Let me say that Mike Meija was not fully advocating this book. He was just basically saying that it was available and it was about the same subject as the article. I haven't burned the book yet and may in fact reference it in the future. I just feel it fell short of what it and Human Kinetics claimed it would be. You might be saying "Hey bud, chill out. What do you want for 20 dollars anyway?" Well the T-Mag is only $10 more for 6 times the print and 10,000 times the info.

Okay–so you didn’t like the book. But why do you compare it to T-Mag? Just review the book. Everyone here knows how cool T-mag is. And if you like preacher curls so much, then do them. Take as much information from as many different sources and then apply it to your life. Keep what you think is good, and disregard the rest.

Thanks bro, JD doesn’t seem to, but I appreciate that you took the time to give us your opinion about the book. It seems fair enough, I imagine that if anyone out there loves the book they will be sure to let us know.

I love the book. My biggest gripe with it is that it doesn’t cover chest, lats, or shoulders – only legs and arms. But it does show you for legs and arms exactly which muscles are activated and to what extent for a large number of exercises. And if Ian King or whoever disagrees with Tesch, then they’re wrong; Tesch has the MRI’s to prove it, which are far more reliable than anecedotal evidence.

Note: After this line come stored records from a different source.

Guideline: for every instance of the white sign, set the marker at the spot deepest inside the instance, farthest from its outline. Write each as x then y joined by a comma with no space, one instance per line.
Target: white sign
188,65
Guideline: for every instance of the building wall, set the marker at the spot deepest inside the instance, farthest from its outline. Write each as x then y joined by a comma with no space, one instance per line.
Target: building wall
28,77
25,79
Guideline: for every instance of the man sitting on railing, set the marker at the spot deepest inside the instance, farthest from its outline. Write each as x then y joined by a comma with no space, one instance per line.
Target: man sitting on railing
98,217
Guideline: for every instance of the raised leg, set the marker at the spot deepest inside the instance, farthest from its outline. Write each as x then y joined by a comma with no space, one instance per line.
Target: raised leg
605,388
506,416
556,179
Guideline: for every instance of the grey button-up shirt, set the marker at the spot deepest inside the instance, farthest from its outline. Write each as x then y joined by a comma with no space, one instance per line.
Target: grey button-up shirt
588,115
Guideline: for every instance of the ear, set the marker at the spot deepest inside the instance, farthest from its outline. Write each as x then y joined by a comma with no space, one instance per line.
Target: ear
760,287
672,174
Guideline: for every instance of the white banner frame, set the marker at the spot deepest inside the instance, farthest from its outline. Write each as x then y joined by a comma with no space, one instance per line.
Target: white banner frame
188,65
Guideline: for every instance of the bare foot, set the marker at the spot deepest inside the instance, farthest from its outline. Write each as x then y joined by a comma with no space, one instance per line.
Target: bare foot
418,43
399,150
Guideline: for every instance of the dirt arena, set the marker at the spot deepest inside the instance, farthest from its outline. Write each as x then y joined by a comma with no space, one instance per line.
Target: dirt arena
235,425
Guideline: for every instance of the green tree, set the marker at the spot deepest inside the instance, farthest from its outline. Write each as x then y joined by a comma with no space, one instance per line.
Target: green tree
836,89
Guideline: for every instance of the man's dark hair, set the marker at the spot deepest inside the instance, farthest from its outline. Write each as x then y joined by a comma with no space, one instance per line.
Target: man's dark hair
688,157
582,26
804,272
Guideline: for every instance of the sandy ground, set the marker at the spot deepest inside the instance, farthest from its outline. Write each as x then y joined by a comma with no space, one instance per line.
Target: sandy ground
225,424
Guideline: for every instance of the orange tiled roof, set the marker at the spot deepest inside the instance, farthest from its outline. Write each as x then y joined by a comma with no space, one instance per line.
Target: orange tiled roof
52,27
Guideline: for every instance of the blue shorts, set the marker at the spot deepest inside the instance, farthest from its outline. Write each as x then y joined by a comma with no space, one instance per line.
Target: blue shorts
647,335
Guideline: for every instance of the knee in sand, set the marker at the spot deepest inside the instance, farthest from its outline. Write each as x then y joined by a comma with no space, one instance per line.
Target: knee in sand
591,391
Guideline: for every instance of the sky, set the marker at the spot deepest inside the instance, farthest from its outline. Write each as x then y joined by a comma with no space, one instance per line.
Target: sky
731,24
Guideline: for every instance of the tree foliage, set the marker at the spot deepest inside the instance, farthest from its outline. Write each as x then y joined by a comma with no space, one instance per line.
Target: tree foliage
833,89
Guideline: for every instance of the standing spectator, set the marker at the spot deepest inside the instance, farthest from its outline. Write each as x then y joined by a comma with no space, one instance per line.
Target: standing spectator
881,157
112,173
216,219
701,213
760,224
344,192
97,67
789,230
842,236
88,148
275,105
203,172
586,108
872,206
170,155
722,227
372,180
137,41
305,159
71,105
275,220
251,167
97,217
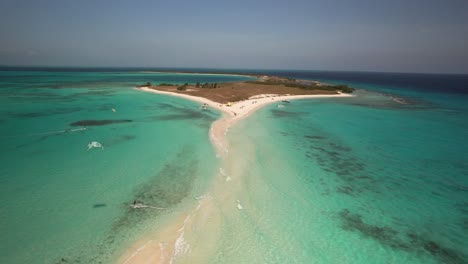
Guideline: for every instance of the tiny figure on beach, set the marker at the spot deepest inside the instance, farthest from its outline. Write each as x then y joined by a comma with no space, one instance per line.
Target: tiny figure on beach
95,144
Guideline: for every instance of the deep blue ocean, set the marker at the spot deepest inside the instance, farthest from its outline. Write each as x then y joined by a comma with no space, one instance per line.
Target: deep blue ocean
381,177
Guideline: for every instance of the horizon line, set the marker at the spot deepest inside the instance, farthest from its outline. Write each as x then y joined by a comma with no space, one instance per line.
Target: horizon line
222,69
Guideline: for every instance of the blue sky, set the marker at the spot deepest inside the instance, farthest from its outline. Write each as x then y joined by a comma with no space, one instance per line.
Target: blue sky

I think the reason for arms and legs only is due to the fact that it uses MRI. I don’t believe they could have done an MRI of the chest area while lifting weights.

Does it really matter if all bodyparts weren’t used? If the evidence holds true for biceps and legs there shouldn’t really be any reason for it not being able to carried over to the rest of the body. A muscle is a muscle right? While it isn’t 100% proof, it is quite a bit of evidence supporting their hypothesis.